Por estas mismas razones el cine no está para dar lecciones de Historia (como decía el gran maestro John Ford). Una película como Alatriste de Díaz Yanes no es «memoria histórica» de nada pero tampoco lo es Salvador de Manuel Huerga, por poner dos ejemplos que muchos bienpensantes al uso pueden «creer» valorar como contrarios y distintos. La potencia argumental no radica aquí en decir que el capitán Alatriste es un personaje de ficción salido de la cabeza de Pérez-Reverte, mientras que el anarquista Salvador Puig Antich si existió realmente. El cine es, por decirlo al modo platónico, mythos, y está mucho más emparentado con la épica poética y novelística que con la Historia categorial. La cinematografía como arte transmite arquetipos ideológicos, que «cuentan» más de nuestro presente que del «supuesto pasado» o «memoria histórica» en el que dicen basarse. Una de las funciones de la novelística y del cine ha sido y es la de proponer arquetipos heroicos que proyectan «ideas fuerza». En el contexto histórico capitalista en el que estamos sólo las leyes del mercado (la asistencia o no a las salas de cine para ver una determinada película), nos pueden marcar la pauta de la recurrencia y validez de dichos arquetipos.

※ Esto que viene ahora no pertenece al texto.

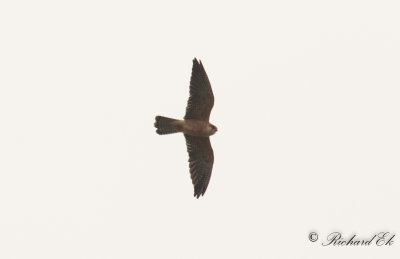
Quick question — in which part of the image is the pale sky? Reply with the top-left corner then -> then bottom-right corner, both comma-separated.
0,0 -> 400,259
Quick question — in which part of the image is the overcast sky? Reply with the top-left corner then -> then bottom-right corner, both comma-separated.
0,0 -> 400,259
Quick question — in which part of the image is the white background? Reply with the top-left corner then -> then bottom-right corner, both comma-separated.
0,0 -> 400,259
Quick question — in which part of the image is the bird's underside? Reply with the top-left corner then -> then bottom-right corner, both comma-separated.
154,59 -> 217,198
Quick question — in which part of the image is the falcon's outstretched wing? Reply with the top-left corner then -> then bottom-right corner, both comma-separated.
185,59 -> 214,121
185,134 -> 214,198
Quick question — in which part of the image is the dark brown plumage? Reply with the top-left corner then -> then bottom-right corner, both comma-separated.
154,59 -> 217,198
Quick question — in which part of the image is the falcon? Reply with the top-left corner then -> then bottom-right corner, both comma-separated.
154,58 -> 218,198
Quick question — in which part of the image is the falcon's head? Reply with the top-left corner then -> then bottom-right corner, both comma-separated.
208,123 -> 218,135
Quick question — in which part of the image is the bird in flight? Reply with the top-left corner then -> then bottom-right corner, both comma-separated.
154,58 -> 218,198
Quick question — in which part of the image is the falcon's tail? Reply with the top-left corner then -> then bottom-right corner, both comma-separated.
154,116 -> 182,135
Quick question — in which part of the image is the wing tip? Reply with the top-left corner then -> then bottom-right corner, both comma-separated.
193,57 -> 203,65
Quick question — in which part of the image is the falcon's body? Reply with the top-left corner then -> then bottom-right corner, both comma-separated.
154,59 -> 217,198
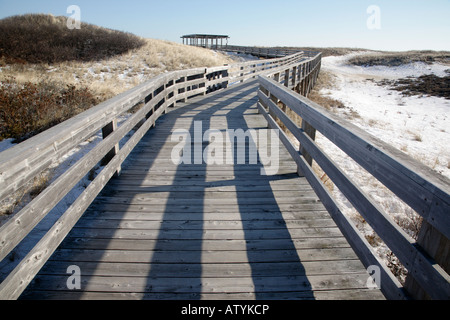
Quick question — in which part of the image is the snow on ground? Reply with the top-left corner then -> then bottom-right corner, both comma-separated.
316,53 -> 450,272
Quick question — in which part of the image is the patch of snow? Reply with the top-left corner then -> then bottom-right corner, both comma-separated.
316,53 -> 450,270
0,139 -> 16,152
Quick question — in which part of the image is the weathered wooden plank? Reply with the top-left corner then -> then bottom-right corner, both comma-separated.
261,95 -> 406,299
19,289 -> 384,301
9,54 -> 381,299
22,273 -> 378,298
38,260 -> 361,279
260,75 -> 450,299
57,236 -> 349,251
258,77 -> 450,238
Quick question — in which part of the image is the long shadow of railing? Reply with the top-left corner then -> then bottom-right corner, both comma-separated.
20,80 -> 313,300
227,83 -> 314,299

Otra cuestión es que el cine, como la poesía según Aristóteles, pudiera ser más «universal» que la Historia. El estagirita sostuvo esta tesis respecto de la poesía en la Poética 1451b. Gustavo Bueno analizó todas las variaciones lógico-materiales (gnoseológicas) del par «individuo-historia» en su obra El individuo en la Historia. Por eso, dada la complejidad del tema, quede para otro momento el estudio de las relaciones entre «memoria biográfico-personal e ideológica», mitología, ideología e historia respecto del Séptimo Arte.